Since becoming the largest U.S. city ever to file for Chapter 9 bankruptcy, Detroit has announced a plan to rid its balance sheets of more than $18 billion in debt.
The plan involves spending $1.5 billion over 10 years to demolish blighted properties, fix street lighting, and improve public safety and transport services, among other improvements. If the plan succeeds, emergency manager Kevyn Orr said, "Detroit [will] become once again a city in which people want to invest, live and work."
While the plan has been met with some hostility from bondholders, many -- including the city's last resident car-manufacturer, General Motors (NYSE:GM) -- believe that bankruptcy marks "a clean start" for the city.
Real-estate investors seem inclined to agree and are snapping up property at heavily discounted prices; in fact, Detroit is now the fourth-most popular destination for Chinese real-estate investors, who are buying houses by the hundreds without even having seen them.
Meanwhile, stock market investors are eyeing up Detroit businesses such as General Motors, DTE Energy (NYSE:DTE), and Comerica (NYSE:CMA), which have held their own even as the city has fallen on hard times.
Here's a snapshot of three of Detroit's homegrown stocks and why they represent an exciting investment opportunity as the city recovers.
General Motors investors have seen their shares rise 25% over the past year. The share price dipped in February of this year when the company recalled 3.3 million vehicles with faulty ignition switches known to cause airbag failure.
But GM impressed at the Detroit Auto Show 2014, showing how far the company has come in the last five years and suggesting a bright future. According to Javier Valiente of RealTimeInvestment.com:
The company has made the biggest push of any to create a "smart" vehicle, capable of connecting with phone apps and other home devices. 2015 Chevys will come with an app store, as GM tries to foster a technology ecosystem around its cars. In the meantime the flagship Chevrolet ("Chevy") brand won American Auto Writers' prize for both best car and best truck of 2014.

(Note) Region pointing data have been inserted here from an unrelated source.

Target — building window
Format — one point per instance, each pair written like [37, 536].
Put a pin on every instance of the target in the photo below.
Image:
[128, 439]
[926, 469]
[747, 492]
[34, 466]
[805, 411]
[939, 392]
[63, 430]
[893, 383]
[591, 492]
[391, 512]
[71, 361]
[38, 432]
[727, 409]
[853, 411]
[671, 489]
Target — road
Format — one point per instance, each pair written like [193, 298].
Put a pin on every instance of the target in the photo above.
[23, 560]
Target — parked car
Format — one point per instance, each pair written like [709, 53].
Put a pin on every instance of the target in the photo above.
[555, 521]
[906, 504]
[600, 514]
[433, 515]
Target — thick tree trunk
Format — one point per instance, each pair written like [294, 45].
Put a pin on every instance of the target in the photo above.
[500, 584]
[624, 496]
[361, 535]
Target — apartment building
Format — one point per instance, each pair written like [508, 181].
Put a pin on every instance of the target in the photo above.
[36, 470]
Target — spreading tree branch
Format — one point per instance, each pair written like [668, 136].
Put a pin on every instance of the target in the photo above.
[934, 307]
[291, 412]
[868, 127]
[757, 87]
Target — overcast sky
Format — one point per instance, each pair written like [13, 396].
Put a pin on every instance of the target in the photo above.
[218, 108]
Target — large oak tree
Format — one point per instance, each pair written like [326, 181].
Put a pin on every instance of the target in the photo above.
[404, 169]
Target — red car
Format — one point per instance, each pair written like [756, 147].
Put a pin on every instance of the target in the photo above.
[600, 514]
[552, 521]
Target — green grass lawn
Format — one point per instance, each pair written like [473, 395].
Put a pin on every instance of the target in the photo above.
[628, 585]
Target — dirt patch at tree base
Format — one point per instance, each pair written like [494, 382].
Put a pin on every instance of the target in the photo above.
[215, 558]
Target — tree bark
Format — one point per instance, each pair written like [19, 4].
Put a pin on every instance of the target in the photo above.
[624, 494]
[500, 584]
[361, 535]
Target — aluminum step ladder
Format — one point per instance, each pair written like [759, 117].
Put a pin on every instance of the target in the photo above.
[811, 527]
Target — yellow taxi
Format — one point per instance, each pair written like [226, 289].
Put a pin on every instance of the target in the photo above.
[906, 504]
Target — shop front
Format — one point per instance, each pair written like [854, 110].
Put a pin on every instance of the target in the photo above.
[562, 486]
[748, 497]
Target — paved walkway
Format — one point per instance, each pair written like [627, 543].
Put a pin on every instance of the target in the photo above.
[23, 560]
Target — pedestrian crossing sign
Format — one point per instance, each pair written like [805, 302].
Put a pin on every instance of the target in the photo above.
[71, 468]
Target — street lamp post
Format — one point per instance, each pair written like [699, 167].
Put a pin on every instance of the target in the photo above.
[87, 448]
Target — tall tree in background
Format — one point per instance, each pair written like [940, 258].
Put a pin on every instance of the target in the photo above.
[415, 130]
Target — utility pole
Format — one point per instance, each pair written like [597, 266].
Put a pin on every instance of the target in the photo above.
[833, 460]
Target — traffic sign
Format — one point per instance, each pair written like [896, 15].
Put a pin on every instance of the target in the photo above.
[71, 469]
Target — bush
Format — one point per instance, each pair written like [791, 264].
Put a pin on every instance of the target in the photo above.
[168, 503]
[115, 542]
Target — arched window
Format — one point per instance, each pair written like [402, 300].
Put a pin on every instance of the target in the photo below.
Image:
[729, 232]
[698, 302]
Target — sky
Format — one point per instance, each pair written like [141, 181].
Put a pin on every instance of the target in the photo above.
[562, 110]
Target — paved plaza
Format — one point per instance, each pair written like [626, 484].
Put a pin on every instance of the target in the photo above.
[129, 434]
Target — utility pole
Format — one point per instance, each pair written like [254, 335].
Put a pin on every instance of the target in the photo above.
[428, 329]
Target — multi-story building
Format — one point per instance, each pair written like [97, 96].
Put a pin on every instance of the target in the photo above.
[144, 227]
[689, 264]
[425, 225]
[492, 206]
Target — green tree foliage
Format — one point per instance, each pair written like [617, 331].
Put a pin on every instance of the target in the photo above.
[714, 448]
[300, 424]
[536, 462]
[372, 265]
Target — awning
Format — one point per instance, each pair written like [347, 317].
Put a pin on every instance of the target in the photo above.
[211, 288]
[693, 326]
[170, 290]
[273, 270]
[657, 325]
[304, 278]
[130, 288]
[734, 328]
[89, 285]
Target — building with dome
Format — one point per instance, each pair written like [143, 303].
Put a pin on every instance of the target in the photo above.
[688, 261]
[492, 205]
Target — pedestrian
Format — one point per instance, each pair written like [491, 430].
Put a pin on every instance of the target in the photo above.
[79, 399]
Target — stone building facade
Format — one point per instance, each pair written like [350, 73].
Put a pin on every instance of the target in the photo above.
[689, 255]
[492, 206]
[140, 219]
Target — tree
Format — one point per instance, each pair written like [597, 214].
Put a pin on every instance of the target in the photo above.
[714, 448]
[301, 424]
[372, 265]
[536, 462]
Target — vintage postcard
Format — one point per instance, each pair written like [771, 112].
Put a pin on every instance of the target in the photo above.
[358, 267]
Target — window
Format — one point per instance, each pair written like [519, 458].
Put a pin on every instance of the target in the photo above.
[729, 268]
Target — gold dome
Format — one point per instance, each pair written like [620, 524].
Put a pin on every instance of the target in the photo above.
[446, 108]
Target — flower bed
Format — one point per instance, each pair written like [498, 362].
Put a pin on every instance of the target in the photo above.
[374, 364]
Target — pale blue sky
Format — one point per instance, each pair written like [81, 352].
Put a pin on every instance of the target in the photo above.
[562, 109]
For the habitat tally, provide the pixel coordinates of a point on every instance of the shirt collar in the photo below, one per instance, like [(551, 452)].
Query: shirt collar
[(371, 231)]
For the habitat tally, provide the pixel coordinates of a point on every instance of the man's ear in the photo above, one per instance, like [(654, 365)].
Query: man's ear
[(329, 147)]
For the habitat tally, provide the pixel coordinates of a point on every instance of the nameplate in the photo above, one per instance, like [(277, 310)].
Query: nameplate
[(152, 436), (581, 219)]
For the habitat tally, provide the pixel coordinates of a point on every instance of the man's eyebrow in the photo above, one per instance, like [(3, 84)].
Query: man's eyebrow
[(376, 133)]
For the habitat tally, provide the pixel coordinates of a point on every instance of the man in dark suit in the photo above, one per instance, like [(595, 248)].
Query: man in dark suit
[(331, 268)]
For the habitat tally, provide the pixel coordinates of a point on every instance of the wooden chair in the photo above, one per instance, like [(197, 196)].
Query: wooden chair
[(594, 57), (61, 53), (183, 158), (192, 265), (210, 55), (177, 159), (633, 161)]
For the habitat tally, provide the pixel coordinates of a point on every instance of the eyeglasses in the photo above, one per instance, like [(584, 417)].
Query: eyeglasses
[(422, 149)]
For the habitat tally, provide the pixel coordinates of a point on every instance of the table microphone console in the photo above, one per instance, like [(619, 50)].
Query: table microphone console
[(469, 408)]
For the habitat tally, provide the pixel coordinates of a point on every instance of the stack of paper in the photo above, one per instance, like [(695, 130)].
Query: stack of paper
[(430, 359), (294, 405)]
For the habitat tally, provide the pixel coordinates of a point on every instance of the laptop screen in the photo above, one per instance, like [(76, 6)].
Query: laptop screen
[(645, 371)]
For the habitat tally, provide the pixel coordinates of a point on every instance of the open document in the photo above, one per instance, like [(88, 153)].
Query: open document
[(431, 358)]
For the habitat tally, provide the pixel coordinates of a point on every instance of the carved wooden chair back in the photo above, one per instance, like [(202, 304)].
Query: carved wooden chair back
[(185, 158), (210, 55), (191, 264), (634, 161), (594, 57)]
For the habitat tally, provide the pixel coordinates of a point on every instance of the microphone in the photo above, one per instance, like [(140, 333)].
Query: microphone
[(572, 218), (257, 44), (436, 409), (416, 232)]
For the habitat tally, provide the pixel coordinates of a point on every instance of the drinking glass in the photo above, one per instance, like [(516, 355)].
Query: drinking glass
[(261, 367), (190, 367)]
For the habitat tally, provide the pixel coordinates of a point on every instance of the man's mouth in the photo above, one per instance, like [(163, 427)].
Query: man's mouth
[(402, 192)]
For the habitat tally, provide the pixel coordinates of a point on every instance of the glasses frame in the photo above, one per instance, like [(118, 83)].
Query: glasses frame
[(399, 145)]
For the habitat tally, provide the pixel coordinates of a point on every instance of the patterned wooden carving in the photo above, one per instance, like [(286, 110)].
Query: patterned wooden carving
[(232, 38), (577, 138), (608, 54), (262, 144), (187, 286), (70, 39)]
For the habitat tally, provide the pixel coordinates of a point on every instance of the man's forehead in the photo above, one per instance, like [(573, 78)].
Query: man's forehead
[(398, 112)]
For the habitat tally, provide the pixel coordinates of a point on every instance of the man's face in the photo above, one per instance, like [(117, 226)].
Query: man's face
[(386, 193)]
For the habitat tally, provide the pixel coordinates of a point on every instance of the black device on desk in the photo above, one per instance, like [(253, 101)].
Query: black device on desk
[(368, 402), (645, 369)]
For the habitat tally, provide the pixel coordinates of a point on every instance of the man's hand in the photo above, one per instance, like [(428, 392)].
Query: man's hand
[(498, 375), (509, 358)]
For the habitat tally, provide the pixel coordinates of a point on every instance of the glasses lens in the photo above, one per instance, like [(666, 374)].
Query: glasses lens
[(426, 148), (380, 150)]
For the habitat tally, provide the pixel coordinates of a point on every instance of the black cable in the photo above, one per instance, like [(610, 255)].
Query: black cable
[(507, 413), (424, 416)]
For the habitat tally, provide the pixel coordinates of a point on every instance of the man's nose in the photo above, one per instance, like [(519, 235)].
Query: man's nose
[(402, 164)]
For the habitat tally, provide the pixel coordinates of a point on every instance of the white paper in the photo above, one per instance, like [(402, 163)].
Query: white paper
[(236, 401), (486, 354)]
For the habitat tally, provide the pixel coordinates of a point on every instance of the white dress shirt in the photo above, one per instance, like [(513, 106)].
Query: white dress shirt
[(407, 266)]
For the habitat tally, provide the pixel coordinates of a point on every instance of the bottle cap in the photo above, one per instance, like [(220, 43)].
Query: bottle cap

Auto analysts believe that by breaking away from its traditional designs and positioning itself as a forward-thinking company, GM will continue to climb. In the words of Reuters managing editor Paul Ingrassia, General Motors "has a new lease of life; it's highly profitable."
The ignition switch scandal has dinged GM's stock, but I believe the damage is temporary. For comparison, we can turn to Toyota (NYSE:TM), which recalled more than 9 million vehicles between 2009 and 2011 due to problems with acceleration pedals. But far from suffering long-term effects, the stock has gained a respectable 50% since the recall was announced in September 2009. In 2013 alone, Toyota recalled more than 6 million vehicles for three separate defects. Despite this, TM's share price has grown 11.5% over the past year.
So, regarding GM, while the short-term damage is not insignificant, manufacturer recalls don't typically have a lasting effect on a company's share price. In fact, JPMorgan Chase analyst Ryan Brinkman suggests that shares could have as much as 50% upside when the dust settles.
DTE Energy's share price has risen 7% over the past year and is currently close to its all-time high. DTE sells electricity and natural gas through two utility subsidiaries. There are also a number of unregulated business segments under the DTE umbrella that diversify the company's income stream, including one of America's biggest coal-transportation companies.
Utility companies typically face very little competition, as the industry is regulated by the government, and the cost of building infrastructure for utilities is prohibitively high. Indiana Michigan Power, a branch of American Electric Power, is perhaps DTE's closest rival. However, it only serves areas of Southwest Michigan.
DTE is unique in that it serves the whole of Michigan, meaning that it is poised to profit from the population growth in recovering Detroit as new workers and residents move into the region. In the meantime, DTE's diversified business segments will continue to provide revenue from beyond the state borders, protecting it from fluctuations in the local economy.
Founded in Detroit, Comerica is among America's 25 largest banking companies. Although Comerica moved its headquarters to Texas and is shifting its focus westward, Michigan remains one of Comerica's main geographical markets, having accounted for 29% of net income in 2013.
Because Comerica bases its interest rates on floating measures such as Libor, the bank and its shareholders are poised to benefit from rising interest rates. And, like DTE, Comerica is likely to benefit from population growth in Michigan, where a large portion of its banking centers are located.
The bottom line
The strong performance of Detroit's homegrown companies will be instrumental in the city's recovery, which in turn will attract residents and workers and drive the share prices to new heights.